He explains the challenges of safeguarding society against increasingly agentic and general AI systems.

What drives your interest in AI governance?

From climate change to nuclear war, many global problems and challenges are underpinned by humanity’s struggle to make effective collective decisions that serve the common good. If we do not do a good job of building global governance, I believe we will fail to cope with advances in AI, particularly as the technology will become increasingly powerful and general.

How could your research contribute to safe AI?

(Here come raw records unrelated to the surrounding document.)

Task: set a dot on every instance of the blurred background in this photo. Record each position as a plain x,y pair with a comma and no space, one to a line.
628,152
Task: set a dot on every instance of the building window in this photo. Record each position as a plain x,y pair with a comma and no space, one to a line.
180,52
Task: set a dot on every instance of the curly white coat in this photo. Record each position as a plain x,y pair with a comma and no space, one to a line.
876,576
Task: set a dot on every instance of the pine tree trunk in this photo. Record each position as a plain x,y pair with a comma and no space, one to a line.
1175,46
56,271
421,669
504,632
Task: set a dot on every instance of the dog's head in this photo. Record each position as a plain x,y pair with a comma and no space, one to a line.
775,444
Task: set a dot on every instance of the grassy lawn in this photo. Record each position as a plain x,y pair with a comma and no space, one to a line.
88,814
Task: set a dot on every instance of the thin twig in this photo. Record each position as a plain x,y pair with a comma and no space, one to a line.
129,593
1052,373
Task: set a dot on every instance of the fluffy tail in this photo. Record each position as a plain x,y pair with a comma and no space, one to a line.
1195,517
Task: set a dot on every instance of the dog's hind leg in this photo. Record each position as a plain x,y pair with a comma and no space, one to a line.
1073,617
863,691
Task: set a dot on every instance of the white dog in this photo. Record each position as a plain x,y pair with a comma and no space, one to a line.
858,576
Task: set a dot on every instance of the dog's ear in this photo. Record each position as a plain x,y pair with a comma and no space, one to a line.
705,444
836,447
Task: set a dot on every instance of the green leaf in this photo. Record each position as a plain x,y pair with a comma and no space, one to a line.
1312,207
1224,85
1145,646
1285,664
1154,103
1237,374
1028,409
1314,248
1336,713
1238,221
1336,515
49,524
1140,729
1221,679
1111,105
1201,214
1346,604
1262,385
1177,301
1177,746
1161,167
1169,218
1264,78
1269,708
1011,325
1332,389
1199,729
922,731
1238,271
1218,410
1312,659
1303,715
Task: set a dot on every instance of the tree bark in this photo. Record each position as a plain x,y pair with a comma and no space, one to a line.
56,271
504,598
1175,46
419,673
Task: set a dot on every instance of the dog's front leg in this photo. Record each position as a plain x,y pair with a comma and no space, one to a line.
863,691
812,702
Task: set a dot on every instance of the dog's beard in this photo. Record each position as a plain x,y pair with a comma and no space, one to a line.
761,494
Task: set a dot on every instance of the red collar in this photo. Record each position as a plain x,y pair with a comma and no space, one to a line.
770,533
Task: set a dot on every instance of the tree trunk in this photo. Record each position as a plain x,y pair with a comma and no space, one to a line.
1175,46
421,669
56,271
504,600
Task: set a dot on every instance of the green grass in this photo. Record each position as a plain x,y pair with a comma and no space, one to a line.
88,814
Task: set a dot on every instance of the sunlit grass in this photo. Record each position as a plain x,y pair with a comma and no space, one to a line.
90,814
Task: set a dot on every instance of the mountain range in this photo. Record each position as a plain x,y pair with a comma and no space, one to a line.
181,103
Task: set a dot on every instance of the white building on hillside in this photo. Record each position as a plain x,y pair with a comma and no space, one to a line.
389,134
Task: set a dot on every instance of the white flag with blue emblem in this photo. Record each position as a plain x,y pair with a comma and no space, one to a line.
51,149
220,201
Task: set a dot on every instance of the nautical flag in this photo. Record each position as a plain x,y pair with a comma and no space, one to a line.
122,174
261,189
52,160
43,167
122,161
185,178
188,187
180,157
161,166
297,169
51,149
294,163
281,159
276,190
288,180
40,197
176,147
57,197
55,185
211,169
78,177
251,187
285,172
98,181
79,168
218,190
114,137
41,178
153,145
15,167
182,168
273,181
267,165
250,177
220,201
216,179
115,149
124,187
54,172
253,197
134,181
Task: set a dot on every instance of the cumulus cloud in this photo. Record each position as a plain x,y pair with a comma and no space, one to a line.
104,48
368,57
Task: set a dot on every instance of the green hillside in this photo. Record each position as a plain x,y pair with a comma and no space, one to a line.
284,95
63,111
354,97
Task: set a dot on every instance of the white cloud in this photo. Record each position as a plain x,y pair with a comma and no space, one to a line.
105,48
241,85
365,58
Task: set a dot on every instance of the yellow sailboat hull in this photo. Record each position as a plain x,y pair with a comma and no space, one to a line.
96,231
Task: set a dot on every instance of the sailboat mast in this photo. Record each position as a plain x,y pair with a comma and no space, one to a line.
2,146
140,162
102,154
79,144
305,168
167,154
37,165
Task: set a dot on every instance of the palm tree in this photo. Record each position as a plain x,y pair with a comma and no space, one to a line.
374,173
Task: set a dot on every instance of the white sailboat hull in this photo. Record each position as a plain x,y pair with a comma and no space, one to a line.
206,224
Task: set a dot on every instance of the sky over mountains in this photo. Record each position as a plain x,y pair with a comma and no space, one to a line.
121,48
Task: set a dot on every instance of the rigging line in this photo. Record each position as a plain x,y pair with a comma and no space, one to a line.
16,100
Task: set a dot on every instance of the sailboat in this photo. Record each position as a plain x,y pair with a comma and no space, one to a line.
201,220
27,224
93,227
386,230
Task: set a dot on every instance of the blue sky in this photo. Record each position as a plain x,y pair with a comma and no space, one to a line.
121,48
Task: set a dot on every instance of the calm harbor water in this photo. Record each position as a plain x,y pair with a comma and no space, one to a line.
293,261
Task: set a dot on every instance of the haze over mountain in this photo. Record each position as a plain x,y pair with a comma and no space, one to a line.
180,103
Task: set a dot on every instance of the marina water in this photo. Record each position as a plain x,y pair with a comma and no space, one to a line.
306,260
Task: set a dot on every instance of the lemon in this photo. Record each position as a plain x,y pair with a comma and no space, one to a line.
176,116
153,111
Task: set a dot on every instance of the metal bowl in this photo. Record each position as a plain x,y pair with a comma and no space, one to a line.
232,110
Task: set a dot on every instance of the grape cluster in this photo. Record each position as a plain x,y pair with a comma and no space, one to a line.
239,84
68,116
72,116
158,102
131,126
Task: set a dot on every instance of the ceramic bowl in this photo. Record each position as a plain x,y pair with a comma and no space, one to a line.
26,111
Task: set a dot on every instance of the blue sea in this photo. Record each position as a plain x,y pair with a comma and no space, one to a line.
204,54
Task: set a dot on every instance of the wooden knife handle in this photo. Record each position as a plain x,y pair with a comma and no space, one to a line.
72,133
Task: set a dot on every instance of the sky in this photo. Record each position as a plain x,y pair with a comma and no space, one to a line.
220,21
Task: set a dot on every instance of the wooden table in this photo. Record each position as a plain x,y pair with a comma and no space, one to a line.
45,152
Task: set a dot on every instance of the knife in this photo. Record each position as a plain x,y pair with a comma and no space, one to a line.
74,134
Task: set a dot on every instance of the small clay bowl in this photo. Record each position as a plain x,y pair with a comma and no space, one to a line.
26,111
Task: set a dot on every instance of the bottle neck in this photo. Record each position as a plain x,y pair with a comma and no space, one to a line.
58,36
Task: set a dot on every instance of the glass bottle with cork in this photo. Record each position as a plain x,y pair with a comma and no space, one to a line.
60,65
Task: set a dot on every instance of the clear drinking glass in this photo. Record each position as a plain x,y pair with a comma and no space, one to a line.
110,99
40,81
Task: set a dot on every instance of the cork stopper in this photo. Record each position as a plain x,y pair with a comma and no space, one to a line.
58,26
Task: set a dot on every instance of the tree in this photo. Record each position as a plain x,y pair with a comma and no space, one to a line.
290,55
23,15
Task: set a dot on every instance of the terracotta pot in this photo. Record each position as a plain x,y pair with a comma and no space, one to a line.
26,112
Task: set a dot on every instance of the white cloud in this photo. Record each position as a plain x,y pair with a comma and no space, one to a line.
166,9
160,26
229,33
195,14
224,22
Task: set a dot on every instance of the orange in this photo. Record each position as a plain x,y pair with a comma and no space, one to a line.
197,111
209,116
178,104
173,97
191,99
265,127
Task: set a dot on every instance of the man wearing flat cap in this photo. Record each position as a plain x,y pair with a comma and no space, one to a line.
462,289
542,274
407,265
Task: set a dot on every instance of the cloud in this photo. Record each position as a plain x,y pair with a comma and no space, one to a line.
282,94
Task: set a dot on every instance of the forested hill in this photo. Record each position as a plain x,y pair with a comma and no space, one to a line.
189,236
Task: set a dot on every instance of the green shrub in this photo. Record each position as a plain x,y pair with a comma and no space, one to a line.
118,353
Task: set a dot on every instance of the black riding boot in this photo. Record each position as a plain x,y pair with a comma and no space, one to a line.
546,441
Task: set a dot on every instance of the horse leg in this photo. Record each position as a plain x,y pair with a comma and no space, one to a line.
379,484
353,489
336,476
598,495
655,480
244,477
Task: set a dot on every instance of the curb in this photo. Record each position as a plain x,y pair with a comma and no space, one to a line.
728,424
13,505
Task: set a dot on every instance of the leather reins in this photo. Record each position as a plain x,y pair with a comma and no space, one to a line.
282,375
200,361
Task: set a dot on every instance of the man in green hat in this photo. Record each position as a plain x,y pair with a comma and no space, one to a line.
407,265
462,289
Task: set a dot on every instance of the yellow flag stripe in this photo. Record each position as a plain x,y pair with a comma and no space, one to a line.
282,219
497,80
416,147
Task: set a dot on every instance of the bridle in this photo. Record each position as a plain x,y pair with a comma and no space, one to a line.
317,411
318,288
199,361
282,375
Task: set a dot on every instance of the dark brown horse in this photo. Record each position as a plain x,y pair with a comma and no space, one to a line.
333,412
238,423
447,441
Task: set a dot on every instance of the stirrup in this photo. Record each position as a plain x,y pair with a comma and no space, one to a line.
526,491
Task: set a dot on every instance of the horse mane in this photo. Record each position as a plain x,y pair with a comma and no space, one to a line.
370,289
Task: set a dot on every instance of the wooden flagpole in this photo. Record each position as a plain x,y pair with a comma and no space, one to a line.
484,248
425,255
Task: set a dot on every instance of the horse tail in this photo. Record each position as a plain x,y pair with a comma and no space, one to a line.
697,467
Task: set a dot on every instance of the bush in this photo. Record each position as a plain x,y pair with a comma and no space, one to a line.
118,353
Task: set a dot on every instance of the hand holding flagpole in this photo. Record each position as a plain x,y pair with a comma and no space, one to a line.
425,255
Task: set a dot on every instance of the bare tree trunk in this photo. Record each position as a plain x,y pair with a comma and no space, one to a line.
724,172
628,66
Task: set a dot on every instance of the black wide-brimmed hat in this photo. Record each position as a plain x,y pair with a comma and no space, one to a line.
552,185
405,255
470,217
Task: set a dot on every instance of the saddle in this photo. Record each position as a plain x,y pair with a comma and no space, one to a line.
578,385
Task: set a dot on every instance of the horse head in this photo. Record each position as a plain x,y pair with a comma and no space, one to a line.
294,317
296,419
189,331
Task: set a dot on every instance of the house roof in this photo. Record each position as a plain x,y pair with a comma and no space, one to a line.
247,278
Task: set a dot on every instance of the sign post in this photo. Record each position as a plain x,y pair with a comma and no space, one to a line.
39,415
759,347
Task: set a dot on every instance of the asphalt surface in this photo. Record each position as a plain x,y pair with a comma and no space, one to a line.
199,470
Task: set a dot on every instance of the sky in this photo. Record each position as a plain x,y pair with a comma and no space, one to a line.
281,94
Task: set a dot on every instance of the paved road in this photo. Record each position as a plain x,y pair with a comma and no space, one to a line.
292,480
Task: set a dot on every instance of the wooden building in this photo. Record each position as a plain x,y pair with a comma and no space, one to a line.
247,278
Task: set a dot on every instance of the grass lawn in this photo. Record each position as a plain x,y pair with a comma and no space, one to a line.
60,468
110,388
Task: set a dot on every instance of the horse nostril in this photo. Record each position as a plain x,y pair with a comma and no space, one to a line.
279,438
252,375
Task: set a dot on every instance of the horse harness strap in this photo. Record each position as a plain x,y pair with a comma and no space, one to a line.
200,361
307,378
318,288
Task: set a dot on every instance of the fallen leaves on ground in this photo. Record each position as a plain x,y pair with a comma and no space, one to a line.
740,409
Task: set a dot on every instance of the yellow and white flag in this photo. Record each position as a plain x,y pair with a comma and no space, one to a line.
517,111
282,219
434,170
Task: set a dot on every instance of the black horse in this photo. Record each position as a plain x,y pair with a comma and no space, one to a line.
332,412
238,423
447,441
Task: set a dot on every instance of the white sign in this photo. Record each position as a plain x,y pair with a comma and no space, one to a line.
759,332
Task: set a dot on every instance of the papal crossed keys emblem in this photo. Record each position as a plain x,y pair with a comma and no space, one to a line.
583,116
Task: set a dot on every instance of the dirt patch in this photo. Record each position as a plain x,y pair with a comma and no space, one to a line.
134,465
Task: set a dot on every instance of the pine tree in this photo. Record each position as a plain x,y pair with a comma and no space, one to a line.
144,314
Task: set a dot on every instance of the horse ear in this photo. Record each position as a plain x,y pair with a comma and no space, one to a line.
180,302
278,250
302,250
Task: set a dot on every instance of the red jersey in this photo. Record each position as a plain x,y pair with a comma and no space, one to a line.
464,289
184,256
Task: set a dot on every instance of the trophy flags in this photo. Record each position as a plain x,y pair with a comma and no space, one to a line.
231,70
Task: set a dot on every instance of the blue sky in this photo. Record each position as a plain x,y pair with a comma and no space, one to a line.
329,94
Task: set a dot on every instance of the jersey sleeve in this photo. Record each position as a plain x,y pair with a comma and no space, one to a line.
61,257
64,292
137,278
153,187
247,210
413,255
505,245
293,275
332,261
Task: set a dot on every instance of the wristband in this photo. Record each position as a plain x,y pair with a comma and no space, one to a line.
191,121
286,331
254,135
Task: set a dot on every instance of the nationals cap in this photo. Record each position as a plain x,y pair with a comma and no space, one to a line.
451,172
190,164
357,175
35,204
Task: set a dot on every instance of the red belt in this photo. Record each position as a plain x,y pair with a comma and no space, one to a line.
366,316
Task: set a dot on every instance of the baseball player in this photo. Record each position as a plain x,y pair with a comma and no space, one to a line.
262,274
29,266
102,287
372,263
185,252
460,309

My research is broad but highlights safety concerns around AI. For example, I have investigated harms from increasingly agentic algorithmic systems. I was part of a team that identified four key characteristics, which tend to increase the agency of AI algorithmic systems, making them more autonomous and able to execute plans that may be unethical and very different from what humans intended. In the paper, we use the term agency to describe machine learning systems that are not fully under human control and this is a potentially catastrophic problem if a system pursues a goal that is at odds with human existence.

I have also contributed papers about issues of reward hacking and goal misgeneralization. One paper showed that even if you provide a correct formal specification of the goal, a system can mis-generalise and pursue a different goal, while the other demonstrates that arbitrarily small errors in a specificied reward function could make optimizing it unsafe.

I have explored the issue of manipulation, whereby AI models can behave deceptively or manipulatively to pursue a set goal. The way AI models tend to be built arguably implicitly supports ‘the end justifying the means’, and it can be difficult to prevent undesirable behaviour or define what is acceptable behaviour to meet a goal. For example, in a synthetic content recommendation system, where the goal was to match suitable content to users, AI used a manipulative strategy to make users more predictable rather than finding the best content.

How can we prevent the development of potentially harmful AI systems? What can help us stay in control of powerful AI?

To avoid this unintended behaviour, we need a better understanding of how systems learn and generalise from the limited datasets they are trained upon. I am a research director in the Frontier AI Taskforce. Together, we are working on developing technical infrastructure to support governance, including methods of evaluating AI systems. For example, a technical method of evaluation may be suited to fully-trained systems, while open-ended evaluations involving humans could better probe systems in certain situations. Technical interventions like these are urgently needed to increase the chance that these systems work as intended, since AI systems often behave unpredictably. We also need fundamental research to understand how to interpret evaluations, as the science of evaluating Frontier AI is immature, and we lack established best practices. It is important that government is involved here, since currently, developers mostly perform evaluations in-house, i.e., they “mark their own homework”.

I’m also interested in finding problems for which we have no technical solutions, for example, and highlighting them to contribute to a better understanding of the limitations of our current approaches. We need to think about what governance can do to protect humans from powerful or uncontrollable AI. My work aims to make researchers and regulators aware of the limitations of evaluation methods. For instance, new prompting strategies might elicit new dangerous capabilities or bypass safety guardrails. It may also be impossible to predict how AI systems will behave in deployment, especially if they are fine-tuned on new data or combined with other tools.

What do we need to do to ensure that AI serves society?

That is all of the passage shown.